What are MPC Wallets?
MPC stands for Multi-Party Computation, where multiple parties that hold separate private data, evaluate a computation without disclosing the confidential information. Applying this technology to digital wallets: with MPC Wallets, the private keys are broken down into multiple shares, encrypted, each held by a separate party. This means the private keys are not stored in one place, but across multiple parties in different locations.
Traditionally, private keys are mostly stored in either hot or cold wallets, for example:
- Hot wallets: Metamask, Trust Wallet, exchanges, etc.
- Cold wallets: Ledger, Trezor, etc.
However, with these storage methods, the keys are at risk of Single Point of Compromise (SPoC), and are vulnerable to attacks. In these cases, the hacker only needs to successfully attack one point of compromise, and the private keys will be gone, along with the assets stored inside those wallets.
How does an MPC Wallet work?
In simple terms, here’s how MPC works:
- A number of participants will each hold a piece of private data;
- The participants can use their private data to compute a public function, while keeping their own pieces of data private.
For example, considering you and two other friends want to know who has the highest salary, while keeping your specific salaries private. Each of you can give your salary details to a mutual trusted friend, then he or she can determine the highest one without revealing each person’s income.

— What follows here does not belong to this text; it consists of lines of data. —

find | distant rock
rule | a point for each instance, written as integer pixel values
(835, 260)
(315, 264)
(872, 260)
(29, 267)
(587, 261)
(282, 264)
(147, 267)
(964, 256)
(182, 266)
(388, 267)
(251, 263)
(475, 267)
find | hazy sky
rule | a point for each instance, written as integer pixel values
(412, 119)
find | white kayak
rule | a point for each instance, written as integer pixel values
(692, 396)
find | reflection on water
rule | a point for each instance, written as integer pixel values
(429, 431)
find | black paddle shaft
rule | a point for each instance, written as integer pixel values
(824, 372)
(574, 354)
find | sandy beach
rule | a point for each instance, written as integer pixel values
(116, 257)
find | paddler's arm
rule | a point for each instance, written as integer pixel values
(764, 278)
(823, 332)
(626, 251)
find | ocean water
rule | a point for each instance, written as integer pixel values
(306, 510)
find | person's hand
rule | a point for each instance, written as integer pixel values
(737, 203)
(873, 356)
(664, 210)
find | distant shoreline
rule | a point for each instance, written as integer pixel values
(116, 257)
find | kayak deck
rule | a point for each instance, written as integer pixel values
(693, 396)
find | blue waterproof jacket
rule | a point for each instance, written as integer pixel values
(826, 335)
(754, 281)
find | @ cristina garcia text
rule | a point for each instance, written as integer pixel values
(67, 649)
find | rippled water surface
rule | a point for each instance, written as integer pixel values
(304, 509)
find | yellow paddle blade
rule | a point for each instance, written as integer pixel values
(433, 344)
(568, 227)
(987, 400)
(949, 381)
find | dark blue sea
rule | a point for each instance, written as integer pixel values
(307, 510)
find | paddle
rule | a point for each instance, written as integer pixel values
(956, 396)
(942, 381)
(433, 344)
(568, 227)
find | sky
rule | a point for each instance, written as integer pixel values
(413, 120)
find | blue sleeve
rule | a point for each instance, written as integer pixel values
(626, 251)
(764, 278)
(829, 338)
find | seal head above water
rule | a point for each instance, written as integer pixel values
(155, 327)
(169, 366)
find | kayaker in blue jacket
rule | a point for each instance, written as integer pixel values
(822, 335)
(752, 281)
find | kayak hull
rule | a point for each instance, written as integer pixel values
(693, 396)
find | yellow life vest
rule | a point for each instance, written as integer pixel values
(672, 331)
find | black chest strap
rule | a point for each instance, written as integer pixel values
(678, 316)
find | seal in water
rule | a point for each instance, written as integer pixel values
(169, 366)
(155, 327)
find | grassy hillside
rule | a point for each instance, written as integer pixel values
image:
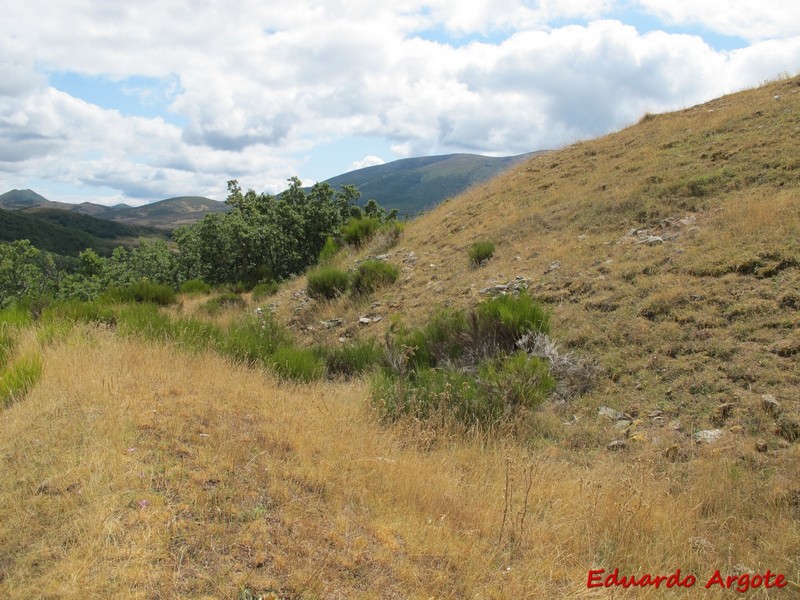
(415, 184)
(669, 257)
(68, 233)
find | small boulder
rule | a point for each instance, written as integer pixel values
(770, 405)
(708, 436)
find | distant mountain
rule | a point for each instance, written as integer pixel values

The same applies to private keys in MPC Wallets:
- Your Private Keys will be divided in multiple encrypted parts, decentralized and independently held by multiple parties, each blind to another;
- When the key is needed, MPC is required to confirm that all parties (or a certain number of parties) approve the request before it is executed;
- This ensures no individual can collect all pieces to form the complete private key, while also preventing hackers from making transactions, even when they have the control over the user’s device.
Some notable MPC wallets
Herond Wallet
Herond Wallet is a multi-chain, non-custodial MPC Wallet for digital asset management. The wallet is built into Herond Browser, designed to seamlessly onboard millions of Web 2 users to Web 3, with a friendly and intuitive interface.
Herond Wallet uses Web3Auth for MPC, which provides reliable Web 3 infrastructure, also trusted by big names in both Web 2 and Web 3, such as Ubisoft, Universal Studios, Animoca Brands, Binance…
The best thing about Herond Wallet is, your account and assets are always recoverable using your security question and Herond Account, even if you lose your original private keys.
To understand further about Herond Wallet, you can read our blog post here!
OKX Wallet
OKX Wallet is also a multi-chain MPC wallet, an extension of the rising OKX exchange. The wallet employs biometrics authentication and email verification as part of the security layers, while still remaining a non-custodial wallet. This ensures that all assets stored in the OKX Wallet are safe, even when the exchange is compromised.
OKX Wallet also offers direct access to DEXs and DApps, however, the UI may seem a little complex for new users. It is recommended that users get familiar with basic wallets before trying more advanced features.
Zengo Wallet
If you want a more compact solution, Zengo is also one of the non-custodial mobile MPC wallets with high security.
Zengo Wallet is designed with 3FA to remove private keys, while allowing users to recover their wallets whenever needed. The app has also been mentioned by notable names in the market, however, keep in mind that it is only limited to mobile users.
Zengo Wallet has also supported popular blockchains and is generally easy to use. If you’re only looking to manage assets and access DApps on mobile devices, this is also an option worth checking out!